Background of students in Alternative Education: Interviews with a selected 2008 cohort

Background of students in Alternative Education: I...
01 Jan 1970

This report presents the findings from a research project carried out in 2008 on the educational histories and pathways of alternative education (A.E.) students in New Zealand.


The focus of this research was to document the "voices" of alternative education students, because there is no research in New Zealand that records their points of view about their educational experiences. The students’ stories capture four main aspects of their lives and educational experiences:

  • How students have experienced learning in their schooling so far;
  • The nature of their educational and social experiences in A.E. centres;
  • The impact of their health, friends, and family life experiences on their learning; and
  • What students consider to be their strengths, and aspirations for the future.

Key Results

  • All of the students (100%) interviewed at the AE centres in our study, told us that they enjoyed being at AE and 95% said they enjoyed learning again, since attending AE.
  • Most students (75%) had become disengaged with learning at secondary school (most in their first year). Many had been seriously disengaged.
  • A minority of students (25%) had begun to disengage at intermediate school.
  • The main reasons for disengagement at the secondary school level appeared to be firstly that students reported teachers as not knowing them or developing effective relationships with them, and secondly because there appeared to be a mismatch between their levels of achievement and teaching levels.

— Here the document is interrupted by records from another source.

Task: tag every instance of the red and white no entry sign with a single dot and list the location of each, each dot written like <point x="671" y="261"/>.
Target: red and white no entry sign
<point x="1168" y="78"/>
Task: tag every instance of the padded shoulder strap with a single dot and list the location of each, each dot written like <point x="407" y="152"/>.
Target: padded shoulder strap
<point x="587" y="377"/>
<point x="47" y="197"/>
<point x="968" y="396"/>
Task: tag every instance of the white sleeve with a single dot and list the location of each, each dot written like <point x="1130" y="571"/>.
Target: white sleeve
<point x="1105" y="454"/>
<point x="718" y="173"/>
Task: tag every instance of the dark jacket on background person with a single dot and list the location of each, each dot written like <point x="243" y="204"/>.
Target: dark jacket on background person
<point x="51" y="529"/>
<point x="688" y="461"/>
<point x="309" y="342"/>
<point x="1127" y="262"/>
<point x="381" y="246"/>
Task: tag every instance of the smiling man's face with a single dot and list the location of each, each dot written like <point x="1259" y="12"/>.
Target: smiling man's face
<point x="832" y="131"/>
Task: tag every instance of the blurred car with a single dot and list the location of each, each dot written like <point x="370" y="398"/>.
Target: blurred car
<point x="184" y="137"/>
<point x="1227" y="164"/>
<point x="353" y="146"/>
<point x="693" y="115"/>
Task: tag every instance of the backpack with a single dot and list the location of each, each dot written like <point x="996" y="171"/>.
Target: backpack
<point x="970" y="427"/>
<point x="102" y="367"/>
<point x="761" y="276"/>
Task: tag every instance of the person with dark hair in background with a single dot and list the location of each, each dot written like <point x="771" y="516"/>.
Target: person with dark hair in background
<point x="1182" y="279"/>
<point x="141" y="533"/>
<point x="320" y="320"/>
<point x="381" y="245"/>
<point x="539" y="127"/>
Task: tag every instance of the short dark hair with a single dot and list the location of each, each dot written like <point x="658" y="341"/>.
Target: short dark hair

In all cases where students identified the mismatch, the level at which teachers were teaching was too high.
  • Many of the young people were aware of their learning needs and were proactive in asking teachers for support, but reported not receiving it.
  • The study points to an ‘engagement’ gap appearing well before secondary schools become aware of students’ lack of presence (extended truancy).
  • The one-to-one help they were receiving from the AE tutors was helping them re-establish their confidence in their ability to learn and increasing their optimism and beliefs about their future.
  • Almost all students had enjoyed learning at primary school and had achieved reasonably well there.
  • Many students with learning delay or behavioural disorders believed that they had received effective interventions at primary school. However, their difficulties were such that curriculum adaption was likely to be required throughout their schooling for them to remain engaged and successful learners. This appeared not to be happening after primary school.
  • Several students who received counselling help at mainstream schools had found this to be unhelpful. Counselling without attention to the school factors that create or exacerbate learning problems is unlikely to be successful.
  • Most of these students have experienced problems in their family lives (violence, drugs and alcohol, gang connections, disorganisations and disruption, CYFs interventions, poverty, sexual abuse, etc).
  • Some students described more ‘normal’ family circumstances, but identified peer pressure (including gang involvement) as the reason for getting into trouble.
  • Most students demonstrated great strength and resilience in negotiating their personal circumstances, and now that they were with AE tutors who worked with them as people first, and learners secondly, they described how they have turned their previously negative attitudes around.
  • Once students join alternative education there appear to be limited processes and structures for them to return to mainstream secondary schools. They appear to be "lost to the system" and there are inherent inequities in having a separate system rather than investing in developing the capacity of secondary schools to teach all of their students successfully. Having a separate system, while providing a lifeline for disengaged students, adds nothing to the capacity of schools to learn more effective ways of engaging challenging students.
  • AE appears to be successful in restoring these young people’s sense of self-confidence and belonging, but this study provides little evidence that students in AE are leaving with the qualifications they require to be successful in the next stage of their lives. For 61% of the students, their AE centres were not sufficiently resourced to provide the catch-up learning they believed they needed.